The receptionist I met said Cabela's was hiring for the season. What about after? She wasn't sure. She had been working there a few months, was thinking about college, but didn’t know what she wanted to study, and she liked Cabela's so much, that she decided to put off school.
No worries, I told her, my friend took 14 years to get his Bachelor's degree. But he got it.
I doubt that the receptionist's salary at Cabela’s would fund her college education.
Gov. Rell and the Legislature now want to enact a loan forgiveness program for public university students who graduate with degrees in green technology and who stay in Connecticut for two years. It's only four years after Cliff Thornton's Green Party campaign for governor in 2006 proposed something similar.

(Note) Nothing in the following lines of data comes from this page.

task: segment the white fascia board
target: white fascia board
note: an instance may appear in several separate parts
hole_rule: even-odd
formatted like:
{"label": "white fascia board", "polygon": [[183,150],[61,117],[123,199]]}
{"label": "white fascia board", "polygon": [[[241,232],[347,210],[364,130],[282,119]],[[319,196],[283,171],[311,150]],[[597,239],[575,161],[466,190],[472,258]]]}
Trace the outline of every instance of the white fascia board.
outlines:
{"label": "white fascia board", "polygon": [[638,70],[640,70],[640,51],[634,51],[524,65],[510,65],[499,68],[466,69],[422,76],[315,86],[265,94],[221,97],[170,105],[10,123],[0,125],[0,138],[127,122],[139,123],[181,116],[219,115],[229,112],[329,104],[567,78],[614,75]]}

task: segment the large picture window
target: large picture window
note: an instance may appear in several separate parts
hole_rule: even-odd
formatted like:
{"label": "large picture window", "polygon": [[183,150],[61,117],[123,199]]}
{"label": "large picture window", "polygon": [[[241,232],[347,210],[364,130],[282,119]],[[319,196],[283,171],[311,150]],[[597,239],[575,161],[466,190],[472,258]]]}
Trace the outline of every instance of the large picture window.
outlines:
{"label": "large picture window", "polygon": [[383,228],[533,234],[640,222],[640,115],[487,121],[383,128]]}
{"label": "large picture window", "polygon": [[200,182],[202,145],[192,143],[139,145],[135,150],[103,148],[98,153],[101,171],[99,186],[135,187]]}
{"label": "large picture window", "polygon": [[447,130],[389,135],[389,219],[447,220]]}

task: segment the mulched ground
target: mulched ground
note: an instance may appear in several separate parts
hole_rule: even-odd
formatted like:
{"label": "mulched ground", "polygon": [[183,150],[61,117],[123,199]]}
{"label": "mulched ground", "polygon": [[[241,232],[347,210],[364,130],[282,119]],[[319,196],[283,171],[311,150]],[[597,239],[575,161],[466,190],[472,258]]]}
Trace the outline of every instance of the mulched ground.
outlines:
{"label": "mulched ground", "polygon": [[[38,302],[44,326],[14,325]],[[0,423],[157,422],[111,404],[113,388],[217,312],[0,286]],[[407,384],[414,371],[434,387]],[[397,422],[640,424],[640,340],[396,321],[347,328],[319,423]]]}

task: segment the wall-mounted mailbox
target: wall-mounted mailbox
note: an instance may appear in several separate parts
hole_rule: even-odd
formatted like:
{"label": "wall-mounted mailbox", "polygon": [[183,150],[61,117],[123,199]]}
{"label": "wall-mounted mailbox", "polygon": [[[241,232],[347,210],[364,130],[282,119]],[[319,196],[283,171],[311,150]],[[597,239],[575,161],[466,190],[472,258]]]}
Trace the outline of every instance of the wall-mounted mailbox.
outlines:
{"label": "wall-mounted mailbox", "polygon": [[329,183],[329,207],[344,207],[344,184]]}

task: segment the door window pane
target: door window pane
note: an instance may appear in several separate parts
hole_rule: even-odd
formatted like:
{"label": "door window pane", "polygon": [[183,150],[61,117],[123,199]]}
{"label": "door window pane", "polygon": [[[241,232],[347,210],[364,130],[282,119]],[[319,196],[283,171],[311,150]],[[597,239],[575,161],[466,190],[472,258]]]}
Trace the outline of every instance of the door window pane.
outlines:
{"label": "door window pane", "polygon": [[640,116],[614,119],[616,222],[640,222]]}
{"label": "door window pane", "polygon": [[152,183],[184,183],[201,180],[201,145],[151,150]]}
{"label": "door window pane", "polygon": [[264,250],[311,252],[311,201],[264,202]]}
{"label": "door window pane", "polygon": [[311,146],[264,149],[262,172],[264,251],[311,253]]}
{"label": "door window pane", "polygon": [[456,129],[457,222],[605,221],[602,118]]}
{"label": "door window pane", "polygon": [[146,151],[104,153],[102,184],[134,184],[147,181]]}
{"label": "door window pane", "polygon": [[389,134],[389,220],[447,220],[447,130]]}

What if we took the $10 million from Cabela's and gave it college students?
Walking around the store, I took photos. I kept thinking I could get thrown out of the store, or get arrested. Some of the Cabela's employees gave me looks. It’s not like I didn't belong. I belonged no less than the Deadhead couple who were playing in the shooting gallery.

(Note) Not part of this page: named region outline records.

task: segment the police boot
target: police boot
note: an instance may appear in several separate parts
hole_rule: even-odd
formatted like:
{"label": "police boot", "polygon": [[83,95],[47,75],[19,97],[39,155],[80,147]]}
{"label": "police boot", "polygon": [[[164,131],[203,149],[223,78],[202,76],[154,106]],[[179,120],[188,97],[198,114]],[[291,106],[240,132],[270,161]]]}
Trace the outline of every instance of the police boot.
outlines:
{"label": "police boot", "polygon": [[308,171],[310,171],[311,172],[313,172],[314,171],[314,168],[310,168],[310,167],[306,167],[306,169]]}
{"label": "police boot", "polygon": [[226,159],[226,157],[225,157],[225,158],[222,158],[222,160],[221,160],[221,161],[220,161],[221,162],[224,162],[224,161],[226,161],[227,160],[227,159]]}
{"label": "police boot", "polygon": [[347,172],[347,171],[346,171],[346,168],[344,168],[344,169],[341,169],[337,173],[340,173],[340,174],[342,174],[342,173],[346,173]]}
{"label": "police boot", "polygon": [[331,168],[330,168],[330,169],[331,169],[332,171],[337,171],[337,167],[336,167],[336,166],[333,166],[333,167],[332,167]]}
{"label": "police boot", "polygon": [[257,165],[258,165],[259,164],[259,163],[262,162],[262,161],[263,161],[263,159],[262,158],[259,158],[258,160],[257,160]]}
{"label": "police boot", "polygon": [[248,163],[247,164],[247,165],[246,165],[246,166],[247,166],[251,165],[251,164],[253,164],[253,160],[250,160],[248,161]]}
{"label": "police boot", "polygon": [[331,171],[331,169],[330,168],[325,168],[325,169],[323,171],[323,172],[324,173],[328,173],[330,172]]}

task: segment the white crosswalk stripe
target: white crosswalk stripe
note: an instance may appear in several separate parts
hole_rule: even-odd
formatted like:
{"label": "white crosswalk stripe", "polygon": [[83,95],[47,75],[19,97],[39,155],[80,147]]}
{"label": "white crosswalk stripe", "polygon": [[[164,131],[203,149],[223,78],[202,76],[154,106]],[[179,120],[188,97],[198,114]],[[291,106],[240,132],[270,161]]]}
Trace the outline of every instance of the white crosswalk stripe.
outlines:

The woman, she was shooting, having fun firing at the targets. She wore a Humboldt state sweatshirt on. They guy, with a tightly cropped beard, wore a zipper-hoodie with Grateful Dead patches on it.

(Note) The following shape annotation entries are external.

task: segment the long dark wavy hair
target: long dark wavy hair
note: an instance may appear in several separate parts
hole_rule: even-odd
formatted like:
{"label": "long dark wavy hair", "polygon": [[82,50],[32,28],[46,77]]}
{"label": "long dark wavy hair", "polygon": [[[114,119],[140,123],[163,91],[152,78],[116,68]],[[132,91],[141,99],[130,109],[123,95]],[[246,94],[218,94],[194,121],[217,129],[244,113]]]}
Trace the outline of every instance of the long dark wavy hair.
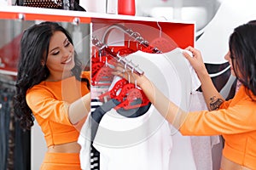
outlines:
{"label": "long dark wavy hair", "polygon": [[235,28],[229,46],[237,79],[256,96],[256,20]]}
{"label": "long dark wavy hair", "polygon": [[[14,107],[15,113],[24,129],[31,129],[34,124],[32,111],[26,101],[26,91],[49,76],[49,71],[46,65],[42,65],[41,61],[44,60],[44,63],[46,63],[49,40],[54,32],[57,31],[62,31],[68,41],[73,44],[69,32],[55,22],[46,21],[33,25],[24,31],[22,34]],[[89,80],[80,77],[82,63],[79,60],[76,53],[74,62],[75,66],[72,69],[72,74],[75,76],[76,79],[86,82],[87,88],[90,89]]]}

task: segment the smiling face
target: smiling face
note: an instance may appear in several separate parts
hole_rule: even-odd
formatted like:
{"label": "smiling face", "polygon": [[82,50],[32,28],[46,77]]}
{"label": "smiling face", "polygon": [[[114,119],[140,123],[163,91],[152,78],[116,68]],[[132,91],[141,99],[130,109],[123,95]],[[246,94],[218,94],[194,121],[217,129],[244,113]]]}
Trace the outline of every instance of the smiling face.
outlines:
{"label": "smiling face", "polygon": [[[228,60],[229,63],[230,63],[231,74],[232,74],[234,76],[238,76],[238,77],[240,77],[240,78],[242,77],[242,75],[241,75],[241,71],[239,71],[238,66],[236,65],[236,60],[237,60],[237,59],[236,59],[236,58],[234,58],[234,57],[233,57],[233,59],[231,59],[230,51],[229,51],[229,52],[225,54],[224,59],[225,59],[226,60]],[[233,62],[232,62],[232,60],[233,60]],[[233,65],[233,64],[234,64],[235,65]]]}
{"label": "smiling face", "polygon": [[49,40],[46,61],[49,81],[59,81],[71,76],[74,67],[74,48],[62,31],[55,31]]}

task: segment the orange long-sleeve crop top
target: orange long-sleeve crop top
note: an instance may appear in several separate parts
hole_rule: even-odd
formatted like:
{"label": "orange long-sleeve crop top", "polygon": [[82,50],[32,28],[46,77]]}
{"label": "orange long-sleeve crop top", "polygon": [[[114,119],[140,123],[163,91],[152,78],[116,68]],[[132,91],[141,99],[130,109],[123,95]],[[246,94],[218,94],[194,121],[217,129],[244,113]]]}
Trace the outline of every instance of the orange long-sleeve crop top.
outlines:
{"label": "orange long-sleeve crop top", "polygon": [[[90,80],[90,72],[82,77]],[[41,127],[47,146],[74,142],[79,132],[69,122],[69,105],[88,94],[85,82],[71,76],[59,82],[42,82],[27,90],[26,99]]]}
{"label": "orange long-sleeve crop top", "polygon": [[[252,93],[251,93],[252,94]],[[180,132],[183,135],[223,135],[223,155],[240,165],[256,169],[256,97],[241,86],[233,99],[213,111],[189,112]]]}

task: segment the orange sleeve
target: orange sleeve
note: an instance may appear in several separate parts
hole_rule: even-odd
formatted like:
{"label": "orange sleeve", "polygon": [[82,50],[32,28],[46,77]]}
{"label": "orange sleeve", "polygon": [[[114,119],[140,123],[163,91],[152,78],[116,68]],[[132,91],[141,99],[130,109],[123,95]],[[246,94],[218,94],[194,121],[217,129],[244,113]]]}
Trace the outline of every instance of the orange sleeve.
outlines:
{"label": "orange sleeve", "polygon": [[33,88],[28,90],[26,99],[34,115],[58,123],[72,125],[67,114],[69,104],[55,99],[50,91]]}
{"label": "orange sleeve", "polygon": [[183,135],[219,135],[255,131],[255,102],[241,100],[227,109],[189,112],[179,130]]}
{"label": "orange sleeve", "polygon": [[81,75],[82,78],[87,78],[89,80],[89,82],[90,82],[90,71],[83,71]]}
{"label": "orange sleeve", "polygon": [[219,106],[219,109],[226,109],[230,106],[230,103],[232,102],[232,99],[230,99],[228,101],[224,101],[221,105]]}

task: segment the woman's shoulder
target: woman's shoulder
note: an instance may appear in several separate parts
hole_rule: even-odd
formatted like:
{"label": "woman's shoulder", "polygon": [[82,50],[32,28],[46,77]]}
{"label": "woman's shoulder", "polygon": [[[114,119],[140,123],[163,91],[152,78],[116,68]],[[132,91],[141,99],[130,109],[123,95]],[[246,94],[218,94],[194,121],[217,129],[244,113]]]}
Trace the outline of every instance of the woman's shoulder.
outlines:
{"label": "woman's shoulder", "polygon": [[90,71],[82,71],[81,78],[90,79]]}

Even still, I had this innate fear of being singled out, especially when I was taking pictures of the gun racks. I can see how Cabela's wouldn’t want me to photograph their interior. But then there were elephants and zebras, and they advertise it as a tourist attraction. I was a tourist.
Part III - The ride home.
From "The Age of Aquariums," by Ginger Strand, printed in the August 2005 Harpers magazine. I don't like to quote in bulk, but this is too good not to:
"In an attempt to secure funds for Hamburg's zoological gardens in 1911, Dr. J. Vosseler argued that 'Intimacy with the living world makes people indigenous, and awakens and sustains the sense of home and the love of Nature and her creatures as the best counterbalance to the social disadvantages of modern life.'"
"Aquariums have become a sort of consolation prize for communities whose drinking water has been despoiled, whose fish have been poisoned, whose runoff has turned toxic, and whose waterfronts have been left to die."
"The Tennessee Aquarium, for instance, focuses on the Tennessee River ecosystem, despite the fact that the Tennessee River is no longer a river but a series of reservoirs linked by some thirty-five dams. In re-creating the Tennessee River, the aquarium is creating a monument to a body of water that no longer exists. This is not unusual: more and more, it's part of what aquariums do. In fact, it wouldn't be unreasonable, every time you saw a fancy new aquarium, to ask: What body of water has been destroyed here? You might then want to look at the corporate donors and ask a further question: How might they be implicated?"
What have we lost with Cabela's, aside from $10 million in tax money that could have gone to fund education?